The imam said they are seeking advice on possible legal measures against this decision.
He also said that while the island’s religious leaders have good relations between them it’s bureaucracy that’s hindering religious freedom.
As an example, he mentioned that during the 11 years he has been operating the Bayraktar mosque in Nicosia, he has been asking for an ablution area to be constructed there but his request fell on deaf ears, he said.
According to acting director of the service for the management of the Turkish Cypriot properties Giorgos Matheopoulos, the law stipulates that the guardian is responsible for all Turkish Cypriot properties in the government-controlled areas, including those of Turkish Cypriot religious foundation Evkaf.
Following the 1974 Turkish invasion, the interior minister as the designated guardian, is tasked to manage Turkish Cypriot properties with the aim of helping refugees by temporarily allowing them usage, and to also protect and make sure that the rights of the rightful owners are not overlooked “until the end of the unstable situation created by the Turkish invasion”.
“The law is clear on this,” Matheopoulos told the Sunday Mail. He added that there are also a series of court decisions to back it.
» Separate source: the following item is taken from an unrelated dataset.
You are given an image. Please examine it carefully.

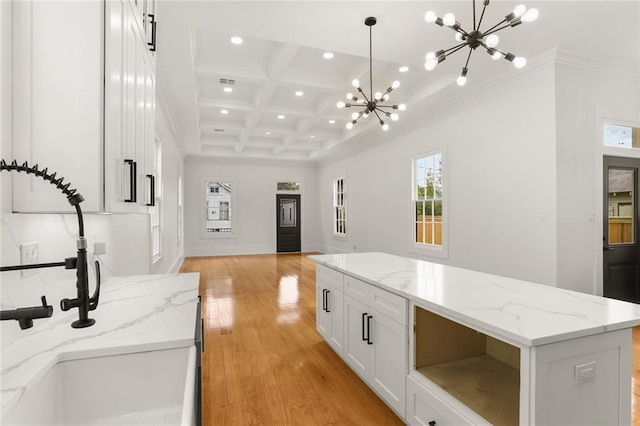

He said Larnaca municipality was granted permission by the guardian for the redevelopment of the Zouhouri area.
Larnaca Mayor Andreas Vyras argued that, on the contrary, the upgrade will give a different image to the site which is now abandoned.
He said the area has been entrusted to the municipality by the guardian of Turkish Cypriot properties and that any redevelopment will be “with full respect to the monument.”
“The laws on the management of Turkish Cypriot properties are clear,” he said.
Larnaca municipal engineer, Andreas Karakatsanis told the Sunday Mail the renovation will upgrade the site and will not change anything.
The renovation mainly concerns revamping the yard and restoring the interior facades of the buildings around it since they are in a very bad state.
Some makeshift buildings that were erected in the yard by vegetable sellers will be demolished with kiosks set up in their place so that they can continue working there, he said.
The renovation will also provide access to the yard to some cafes already in the area and provide space for tables and chairs.
A hostel that now sits derelict on site will also be renovated to host visiting artists, he said.
The mosque, which has been declared an ancient monument, will not be touched.
An online petition was launched against the revamp of the site calling for support to raise the issue with Larnaca municipality.